SoylentNews is people
SoylentNews
from the makes-the-hairs-on-your-neck-stand-up dept.
Remote Code Execution on most Dell computers
Remote Code Execution on most Dell computers
What computer do you use? Who made it? Have you ever thought about what came with your computer? When we think of Remote Code Execution (RCE) vulnerabilities in mass, we might think of vulnerabilities in the operating system, but another attack vector to consider is "What third-party software came with my PC?". In this article, I'll be looking at a Remote Code Execution vulnerability I found in Dell SupportAssist, software meant to "proactively check the health of your system's hardware and software" and which is "preinstalled on most of all new Dell devices".
[...]Back in September, I was in the market for a new laptop because my 7-year-old Macbook Pro just wasn't cutting it anymore. I was looking for an affordable laptop that had the performance I needed and I decided on Dell's G3 15 laptop. I decided to upgrade my laptop's 1 terabyte hard drive to an SSD. After upgrading and re-installing Windows, I had to install drivers. This is when things got interesting. After visiting Dell's support site, I was prompted with an interesting option.
[...]"Detect PC"? How would it be able to detect my PC? Out of curiosity, I clicked on it to see what happened.
[...]A program which automatically installs drivers for me. Although it was a convenient feature, it seemed risky. The agent wasn't installed on my computer because it was a fresh Windows installation, but I decided to install it to investigate further. It was very suspicious that Dell claimed to be able to update my drivers through a website.
Here is a link to the Dell advisory.
What could possibly go wrong?
(Score: 0) by Anonymous Coward on Thursday May 02 2019, @07:33PM (5 children)
Windows.
(Score: 2) by Snow on Thursday May 02 2019, @07:47PM (3 children)
Oh come on! I like to shit on MS as much as the next guy here (or girl), but this isn't a MS problem, this is a DELL problem.
You can install vulnerable software on any OS.
(Score: 2) by aiwarrior on Thursday May 02 2019, @08:30PM
Well Dell actually sells "Developer Editions" that come with Linux pre-installed and without that crap. But your point stands, this does have anything to do with OS.
The tangential is that Linux people are normally more savvy and probably do not need so much hand holding, like the software in cause provides.
(Score: 2) by jmorris on Friday May 03 2019, @02:10AM
No, Dell is just still using ActiveX, a tech Microsoft developed and inflicted upon the world, strong arming vassals like Dell to adopt the tech. So yes, this is a Microsoft problem at root, but they have abandoned ActiveX for years so it is also Dell's fault because they are still using it. Having seen this particular bit in action, must admit it was pretty slick. What else ya gonna do on a gimped platform without a proper package management system?
In a sane world Windows would have a real package manager and the vendor would simply ship with a vendor repo preconfigured to distribute updates.

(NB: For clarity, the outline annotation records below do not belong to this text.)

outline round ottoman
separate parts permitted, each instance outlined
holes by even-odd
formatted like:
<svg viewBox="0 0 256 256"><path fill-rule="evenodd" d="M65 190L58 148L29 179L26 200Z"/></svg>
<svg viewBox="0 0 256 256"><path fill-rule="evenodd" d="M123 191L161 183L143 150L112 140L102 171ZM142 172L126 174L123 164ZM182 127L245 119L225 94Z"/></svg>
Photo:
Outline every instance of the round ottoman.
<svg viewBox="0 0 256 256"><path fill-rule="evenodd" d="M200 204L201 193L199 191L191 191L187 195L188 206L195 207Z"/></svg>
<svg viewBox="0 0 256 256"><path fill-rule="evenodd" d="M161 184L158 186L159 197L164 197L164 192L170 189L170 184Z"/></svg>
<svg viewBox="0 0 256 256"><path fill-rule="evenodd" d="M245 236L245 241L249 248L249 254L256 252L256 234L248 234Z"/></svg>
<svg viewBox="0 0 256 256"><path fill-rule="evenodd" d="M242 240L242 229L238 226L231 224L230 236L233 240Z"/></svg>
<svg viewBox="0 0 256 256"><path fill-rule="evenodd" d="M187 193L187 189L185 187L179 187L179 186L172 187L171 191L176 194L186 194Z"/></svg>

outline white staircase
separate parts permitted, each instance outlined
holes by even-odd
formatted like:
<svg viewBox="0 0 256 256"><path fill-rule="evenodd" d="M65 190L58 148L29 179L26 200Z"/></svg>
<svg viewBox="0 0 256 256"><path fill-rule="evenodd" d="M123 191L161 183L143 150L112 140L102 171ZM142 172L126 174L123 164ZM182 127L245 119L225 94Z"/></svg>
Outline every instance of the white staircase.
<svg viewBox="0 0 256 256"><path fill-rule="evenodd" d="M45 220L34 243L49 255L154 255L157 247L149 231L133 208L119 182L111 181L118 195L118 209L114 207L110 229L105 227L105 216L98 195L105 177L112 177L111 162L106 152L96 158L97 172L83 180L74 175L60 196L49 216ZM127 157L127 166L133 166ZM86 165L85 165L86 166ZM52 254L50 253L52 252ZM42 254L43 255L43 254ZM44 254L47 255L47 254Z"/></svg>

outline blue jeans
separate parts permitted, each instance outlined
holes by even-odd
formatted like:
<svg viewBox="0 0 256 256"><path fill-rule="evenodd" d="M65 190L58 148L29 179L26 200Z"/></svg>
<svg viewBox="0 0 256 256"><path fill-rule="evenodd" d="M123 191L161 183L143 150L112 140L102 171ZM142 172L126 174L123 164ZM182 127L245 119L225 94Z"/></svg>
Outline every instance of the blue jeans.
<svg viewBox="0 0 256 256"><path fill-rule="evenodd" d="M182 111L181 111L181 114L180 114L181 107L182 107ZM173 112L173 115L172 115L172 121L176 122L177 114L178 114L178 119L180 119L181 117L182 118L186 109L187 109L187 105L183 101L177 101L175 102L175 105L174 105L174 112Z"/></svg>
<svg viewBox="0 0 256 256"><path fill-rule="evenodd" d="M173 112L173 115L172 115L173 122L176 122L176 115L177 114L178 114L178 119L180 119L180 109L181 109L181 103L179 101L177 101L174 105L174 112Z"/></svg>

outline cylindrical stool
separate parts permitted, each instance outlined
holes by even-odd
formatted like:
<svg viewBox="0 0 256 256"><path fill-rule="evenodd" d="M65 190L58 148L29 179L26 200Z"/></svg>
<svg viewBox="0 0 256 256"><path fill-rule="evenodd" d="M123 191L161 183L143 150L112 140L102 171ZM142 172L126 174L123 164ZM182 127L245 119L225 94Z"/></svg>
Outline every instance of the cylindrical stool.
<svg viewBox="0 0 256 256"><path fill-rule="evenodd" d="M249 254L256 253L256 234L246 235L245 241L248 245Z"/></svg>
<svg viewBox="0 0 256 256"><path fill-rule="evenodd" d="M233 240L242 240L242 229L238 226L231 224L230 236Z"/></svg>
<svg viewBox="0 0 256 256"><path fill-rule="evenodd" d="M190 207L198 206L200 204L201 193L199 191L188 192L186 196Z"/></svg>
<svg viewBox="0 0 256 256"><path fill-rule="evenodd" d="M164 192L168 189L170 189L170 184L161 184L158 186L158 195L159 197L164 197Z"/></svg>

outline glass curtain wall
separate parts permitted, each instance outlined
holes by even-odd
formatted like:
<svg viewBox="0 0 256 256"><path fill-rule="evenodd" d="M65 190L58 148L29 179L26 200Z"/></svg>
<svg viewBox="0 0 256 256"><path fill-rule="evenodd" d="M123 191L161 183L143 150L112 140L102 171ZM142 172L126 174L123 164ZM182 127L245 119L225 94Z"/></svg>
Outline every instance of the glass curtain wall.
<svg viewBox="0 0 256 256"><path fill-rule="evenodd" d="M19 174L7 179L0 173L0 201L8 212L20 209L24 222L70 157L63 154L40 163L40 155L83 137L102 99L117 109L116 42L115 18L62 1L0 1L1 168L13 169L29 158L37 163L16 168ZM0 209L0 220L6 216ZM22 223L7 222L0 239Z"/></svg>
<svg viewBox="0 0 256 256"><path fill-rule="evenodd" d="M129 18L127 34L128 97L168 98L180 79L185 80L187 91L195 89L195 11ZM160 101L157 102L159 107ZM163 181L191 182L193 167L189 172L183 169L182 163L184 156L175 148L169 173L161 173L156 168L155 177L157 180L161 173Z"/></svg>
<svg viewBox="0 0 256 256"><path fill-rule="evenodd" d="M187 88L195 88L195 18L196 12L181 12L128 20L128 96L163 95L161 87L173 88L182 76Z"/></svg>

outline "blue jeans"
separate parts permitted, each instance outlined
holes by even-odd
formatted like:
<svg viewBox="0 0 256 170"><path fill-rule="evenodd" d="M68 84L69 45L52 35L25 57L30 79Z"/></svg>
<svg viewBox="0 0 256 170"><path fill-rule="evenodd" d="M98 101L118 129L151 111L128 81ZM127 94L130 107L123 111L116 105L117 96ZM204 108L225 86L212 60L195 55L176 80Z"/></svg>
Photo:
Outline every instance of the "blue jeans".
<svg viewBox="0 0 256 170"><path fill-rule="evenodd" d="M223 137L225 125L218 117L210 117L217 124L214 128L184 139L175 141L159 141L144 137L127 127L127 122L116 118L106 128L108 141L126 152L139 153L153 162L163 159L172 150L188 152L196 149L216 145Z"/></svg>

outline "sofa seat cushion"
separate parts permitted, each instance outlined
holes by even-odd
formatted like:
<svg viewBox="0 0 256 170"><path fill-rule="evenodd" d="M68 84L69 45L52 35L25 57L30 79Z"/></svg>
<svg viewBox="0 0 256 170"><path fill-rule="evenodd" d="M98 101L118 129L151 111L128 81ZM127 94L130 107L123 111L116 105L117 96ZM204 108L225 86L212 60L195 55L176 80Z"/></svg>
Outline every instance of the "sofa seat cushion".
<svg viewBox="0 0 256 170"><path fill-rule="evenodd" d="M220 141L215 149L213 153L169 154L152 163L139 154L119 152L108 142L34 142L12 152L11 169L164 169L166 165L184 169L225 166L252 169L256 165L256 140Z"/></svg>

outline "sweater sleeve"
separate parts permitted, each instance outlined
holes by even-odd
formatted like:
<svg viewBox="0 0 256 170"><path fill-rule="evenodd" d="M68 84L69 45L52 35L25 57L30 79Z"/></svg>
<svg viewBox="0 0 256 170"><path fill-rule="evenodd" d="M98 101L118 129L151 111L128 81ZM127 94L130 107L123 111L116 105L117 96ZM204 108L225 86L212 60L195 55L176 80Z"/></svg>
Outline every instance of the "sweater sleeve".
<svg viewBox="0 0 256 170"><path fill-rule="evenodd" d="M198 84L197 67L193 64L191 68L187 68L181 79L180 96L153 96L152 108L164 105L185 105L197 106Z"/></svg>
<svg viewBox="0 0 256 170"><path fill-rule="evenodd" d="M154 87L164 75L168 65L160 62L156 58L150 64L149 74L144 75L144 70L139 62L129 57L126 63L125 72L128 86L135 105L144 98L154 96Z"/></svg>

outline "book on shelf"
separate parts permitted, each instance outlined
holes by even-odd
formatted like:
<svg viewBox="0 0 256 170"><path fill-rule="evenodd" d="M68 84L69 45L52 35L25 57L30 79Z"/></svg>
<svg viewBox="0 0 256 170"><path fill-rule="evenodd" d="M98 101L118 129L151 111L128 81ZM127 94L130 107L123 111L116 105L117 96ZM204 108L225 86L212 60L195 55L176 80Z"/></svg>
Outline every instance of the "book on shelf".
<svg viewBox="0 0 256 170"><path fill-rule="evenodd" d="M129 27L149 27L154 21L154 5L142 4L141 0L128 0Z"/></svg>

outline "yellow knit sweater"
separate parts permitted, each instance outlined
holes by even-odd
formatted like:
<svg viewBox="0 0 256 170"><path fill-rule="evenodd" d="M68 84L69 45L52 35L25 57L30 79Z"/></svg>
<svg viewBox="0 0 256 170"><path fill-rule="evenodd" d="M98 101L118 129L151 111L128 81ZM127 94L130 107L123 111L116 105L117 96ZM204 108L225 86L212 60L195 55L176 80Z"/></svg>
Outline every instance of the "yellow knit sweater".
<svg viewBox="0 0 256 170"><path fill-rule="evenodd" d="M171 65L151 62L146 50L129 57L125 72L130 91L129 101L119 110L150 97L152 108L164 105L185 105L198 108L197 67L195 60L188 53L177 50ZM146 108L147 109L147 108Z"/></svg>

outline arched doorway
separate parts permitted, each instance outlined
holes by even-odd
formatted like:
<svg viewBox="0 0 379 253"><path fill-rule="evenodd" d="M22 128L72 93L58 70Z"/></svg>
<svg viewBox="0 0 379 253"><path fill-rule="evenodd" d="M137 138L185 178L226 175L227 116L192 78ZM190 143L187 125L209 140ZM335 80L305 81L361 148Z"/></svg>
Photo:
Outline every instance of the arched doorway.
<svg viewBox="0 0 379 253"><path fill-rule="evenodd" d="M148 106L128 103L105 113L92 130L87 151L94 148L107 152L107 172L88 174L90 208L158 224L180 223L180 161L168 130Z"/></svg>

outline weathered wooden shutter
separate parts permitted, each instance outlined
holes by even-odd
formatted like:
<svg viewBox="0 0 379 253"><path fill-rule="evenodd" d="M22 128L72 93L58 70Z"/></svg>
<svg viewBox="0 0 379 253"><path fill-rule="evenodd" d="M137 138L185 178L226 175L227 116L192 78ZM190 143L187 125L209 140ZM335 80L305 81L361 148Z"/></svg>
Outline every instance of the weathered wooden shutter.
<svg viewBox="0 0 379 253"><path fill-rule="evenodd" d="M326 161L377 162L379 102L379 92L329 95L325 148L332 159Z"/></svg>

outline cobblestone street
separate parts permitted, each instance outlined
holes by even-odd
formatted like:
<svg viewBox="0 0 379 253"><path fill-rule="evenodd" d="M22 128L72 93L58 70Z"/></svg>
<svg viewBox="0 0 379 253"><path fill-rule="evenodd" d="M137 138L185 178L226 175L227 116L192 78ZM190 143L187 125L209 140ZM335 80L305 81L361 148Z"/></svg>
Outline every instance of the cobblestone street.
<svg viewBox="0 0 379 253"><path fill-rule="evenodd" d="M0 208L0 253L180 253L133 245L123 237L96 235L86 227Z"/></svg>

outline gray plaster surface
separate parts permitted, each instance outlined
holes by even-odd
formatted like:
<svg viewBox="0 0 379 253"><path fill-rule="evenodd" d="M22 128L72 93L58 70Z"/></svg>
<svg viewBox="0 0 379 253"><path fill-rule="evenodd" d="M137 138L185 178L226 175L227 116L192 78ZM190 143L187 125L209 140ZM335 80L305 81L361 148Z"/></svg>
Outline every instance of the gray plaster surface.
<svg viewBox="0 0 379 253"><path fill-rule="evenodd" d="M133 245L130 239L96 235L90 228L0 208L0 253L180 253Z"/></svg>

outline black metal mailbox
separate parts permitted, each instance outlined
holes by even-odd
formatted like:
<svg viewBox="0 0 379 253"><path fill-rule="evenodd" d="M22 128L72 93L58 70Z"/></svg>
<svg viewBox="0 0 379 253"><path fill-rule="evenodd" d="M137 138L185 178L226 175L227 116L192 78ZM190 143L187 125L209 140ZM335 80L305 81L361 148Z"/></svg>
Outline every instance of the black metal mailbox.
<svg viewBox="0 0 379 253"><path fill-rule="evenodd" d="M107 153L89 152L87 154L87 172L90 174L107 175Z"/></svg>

(Score: 0) by Anonymous Coward on Friday May 03 2019, @05:50PM
it's directly related to windows. only windows and it's users need manufacturers to manage their drivers and bios updates for them with a goddamn gui, no less. of course this shit is vulnerable to remote code execution. you think the dumbass who writes windows driver management guis for windows for a living knows anything about security? or has any standards or common sense?
(Score: 0) by Anonymous Coward on Thursday May 02 2019, @08:23PM
This type of functionality used to be a feature of ActiveX.